Really, the entire canon and overarching mission of the TV shows overseen by Favreau and Dave Filoni should be to make Emperor Palpatine's sudden return in The Rise of Skywalker make more sense. Papa Palps' comeback was so abrupt, mostly unexplained and not foreshadowed whatsoever in either of the prior two movies.
I trust Favreau and especially Filoni to get that shit done in satisfying fashion. Nevertheless, there's still the risk of oversaturating all of us galactic Star Wars fans with too much content. Less is sometimes more.
That hasn't stopped Disney+ from doubling down on the Mandoverse with spin-offs like Ahsoka, Skeleton Crew and the already-released The Book of Boba Fett.
Favreau obviously had Boba Fett ready to roll right on the heels of Mando Season 2. Problem is that show didn't really work.
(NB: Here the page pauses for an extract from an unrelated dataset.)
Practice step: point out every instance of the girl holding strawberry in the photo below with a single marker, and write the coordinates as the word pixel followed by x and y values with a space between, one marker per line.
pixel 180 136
It felt a little rushed, a little underdeveloped and the best parts of it had little at all to do with the OG trilogy's beloved bounty hunter. Boba's character went through a muddled arc, punctuated by flashbacks that didn't really pay off in the story the entire season was attempting to tell.
ScreenCrush did an excellent video on the flashbacks and why they're, well, inconsistent to put it kindly.
The ruthless, badass Boba Fett who thrilled in his standalone Mandalorian episode starred in his own series, only to become a reluctant, merciful crime lord who then, at the end, decided that the whole scene on Tatooine, uh…wasn't for him…?
I agree, Temuera Morrison. It's just that…they kinda did you dirty.
And look, I'm not one to be hyper
drive critical of Star Wars. It's my favorite franchise of all-time and all the Mando-related stuff that happened in the Boba Fett show pretty much made up for its shortcomings.
However, the cliffhanger of Mando Season 2 lost a bit of its luster when Mando and Grogu reunited in The Book of Boba Fett. Favreau and the creators can rightly assume everyone watching Mando will be up to speed on what happens across the other shows a la Marvel with its TV series and movies, yet it still kind of takes the air out of what came before.
Let's just hope this whole streaming explosion and resulting Star Wars content boom isn't too hastily thrust upon the fan base. The Volume technology makes production turnaround so much faster on these Disney+ shows. That only gives the Lucasfilm Story Group more time to craft a meticulous plan and prepare as thoroughly as possible to deliver the goods during the most prolific eras of Star Wars ever. The Book of Boba Fett — and even Obi-Wan Kenobi to a lesser degree — should prove to be an important learning experience for Favreau and all involved. Overall, there's reason to think we'll be going nowhere but up from there in the Mandoverse.